The remote repository should be called pages
so that it is located at codeberg.org/jdw/pages
if we want to use the address jdw.codeberg.page
to access the page later.
See here and here for more info.
Read here how to create the repository.
By the way, the legal structure of Codeberg is that of an e.V.. Since I agree very much with their bylaws and because I think it's important to support free and non-commercial high quality software, I decided to become a member and support the organization financially with 24€ p.a.
Woodpecker
Now we have to use the woodpecker CI tool to run the zola build
command from above remotely and put the build output in a location where we can access it under the address jdw.codeberg.page
.
How to do this is described in the zola documentation.

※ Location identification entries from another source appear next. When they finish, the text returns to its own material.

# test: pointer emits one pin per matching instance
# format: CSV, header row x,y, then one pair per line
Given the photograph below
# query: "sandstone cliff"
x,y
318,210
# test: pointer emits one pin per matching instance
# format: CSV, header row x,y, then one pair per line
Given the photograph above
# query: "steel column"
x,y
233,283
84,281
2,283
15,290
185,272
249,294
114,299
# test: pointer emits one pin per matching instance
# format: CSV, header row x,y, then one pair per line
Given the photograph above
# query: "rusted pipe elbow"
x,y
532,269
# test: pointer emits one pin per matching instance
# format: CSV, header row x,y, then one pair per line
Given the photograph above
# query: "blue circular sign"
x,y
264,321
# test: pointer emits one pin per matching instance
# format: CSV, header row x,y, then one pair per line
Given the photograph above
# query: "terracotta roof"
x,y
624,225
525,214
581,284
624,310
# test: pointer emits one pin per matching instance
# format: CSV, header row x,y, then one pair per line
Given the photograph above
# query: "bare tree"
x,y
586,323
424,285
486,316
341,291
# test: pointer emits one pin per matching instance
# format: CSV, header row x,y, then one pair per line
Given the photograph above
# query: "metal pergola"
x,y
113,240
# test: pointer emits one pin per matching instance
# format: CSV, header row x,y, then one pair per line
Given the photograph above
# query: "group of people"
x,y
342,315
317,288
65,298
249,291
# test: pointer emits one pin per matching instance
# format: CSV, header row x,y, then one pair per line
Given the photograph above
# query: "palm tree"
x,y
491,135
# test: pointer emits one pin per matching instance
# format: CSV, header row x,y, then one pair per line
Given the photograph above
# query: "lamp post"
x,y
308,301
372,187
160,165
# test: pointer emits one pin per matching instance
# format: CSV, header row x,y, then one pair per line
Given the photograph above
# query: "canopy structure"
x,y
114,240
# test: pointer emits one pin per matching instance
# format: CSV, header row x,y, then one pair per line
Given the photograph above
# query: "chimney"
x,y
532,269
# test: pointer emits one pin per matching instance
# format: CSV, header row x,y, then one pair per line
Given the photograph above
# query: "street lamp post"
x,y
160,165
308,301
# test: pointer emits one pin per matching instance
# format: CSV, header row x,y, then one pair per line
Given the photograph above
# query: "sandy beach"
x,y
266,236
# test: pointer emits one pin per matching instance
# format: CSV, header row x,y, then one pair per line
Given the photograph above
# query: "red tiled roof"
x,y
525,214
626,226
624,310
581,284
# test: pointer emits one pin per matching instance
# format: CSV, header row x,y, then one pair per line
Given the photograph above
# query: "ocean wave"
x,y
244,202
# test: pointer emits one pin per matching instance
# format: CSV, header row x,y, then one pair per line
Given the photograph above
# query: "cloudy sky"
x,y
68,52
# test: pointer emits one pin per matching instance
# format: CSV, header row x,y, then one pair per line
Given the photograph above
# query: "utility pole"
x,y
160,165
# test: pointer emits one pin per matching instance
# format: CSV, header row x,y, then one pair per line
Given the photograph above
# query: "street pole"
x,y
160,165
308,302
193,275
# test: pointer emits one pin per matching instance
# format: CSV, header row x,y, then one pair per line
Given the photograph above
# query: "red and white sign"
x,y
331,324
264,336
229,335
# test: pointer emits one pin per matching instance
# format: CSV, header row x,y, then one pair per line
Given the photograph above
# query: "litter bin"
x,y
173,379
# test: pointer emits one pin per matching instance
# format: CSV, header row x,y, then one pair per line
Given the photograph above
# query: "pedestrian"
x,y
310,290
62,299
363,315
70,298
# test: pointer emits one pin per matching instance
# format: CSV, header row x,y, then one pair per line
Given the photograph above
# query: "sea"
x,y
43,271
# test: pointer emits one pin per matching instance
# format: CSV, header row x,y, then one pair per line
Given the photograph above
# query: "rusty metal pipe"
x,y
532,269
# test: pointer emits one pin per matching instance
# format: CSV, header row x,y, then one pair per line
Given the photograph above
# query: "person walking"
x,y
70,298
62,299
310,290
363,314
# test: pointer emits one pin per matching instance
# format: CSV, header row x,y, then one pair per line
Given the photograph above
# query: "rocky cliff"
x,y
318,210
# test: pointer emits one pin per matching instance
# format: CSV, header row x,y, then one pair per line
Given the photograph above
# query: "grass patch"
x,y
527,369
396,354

First we have to get access to a woodpecker instance. One way is to use the woodpecker instance of Codeberg. For this you have to apply here to get access. In my case, access was granted within a few hours. More info about codeberg's woodpecker instance is here. Next you'll have to put this woodpecker config file into the root of your project, add it to git and push to codeberg.
Next, we'll have to create an access token for woodpecker. As remarked in the zola documentation, the access token should allow write access for the repository. Save the token in a secure location for later.
Log into woodpecker, click Add repository
to add your pages
repository.
Click on the settings
wheel for the repository, go to Secrets
and add your secrets as described in the zola documentation:
One with name
equal to cbmail
and value
equal to your codeberg email address and one with name
equal to cbtoken
and value
equal to the access token you generated earlier.
Now, according to the zola documentation, the next time you push a change to a repository, the woodpecker CI tool should run zola build
(along with a number of other commands) to build the website and push the files to the pages
branch of your repository.
In my case I hadn't made such a branch, so I was getting some errors.
But as soon as I created a pages
branch from main
and pushed it to codeberg, everything was working fine.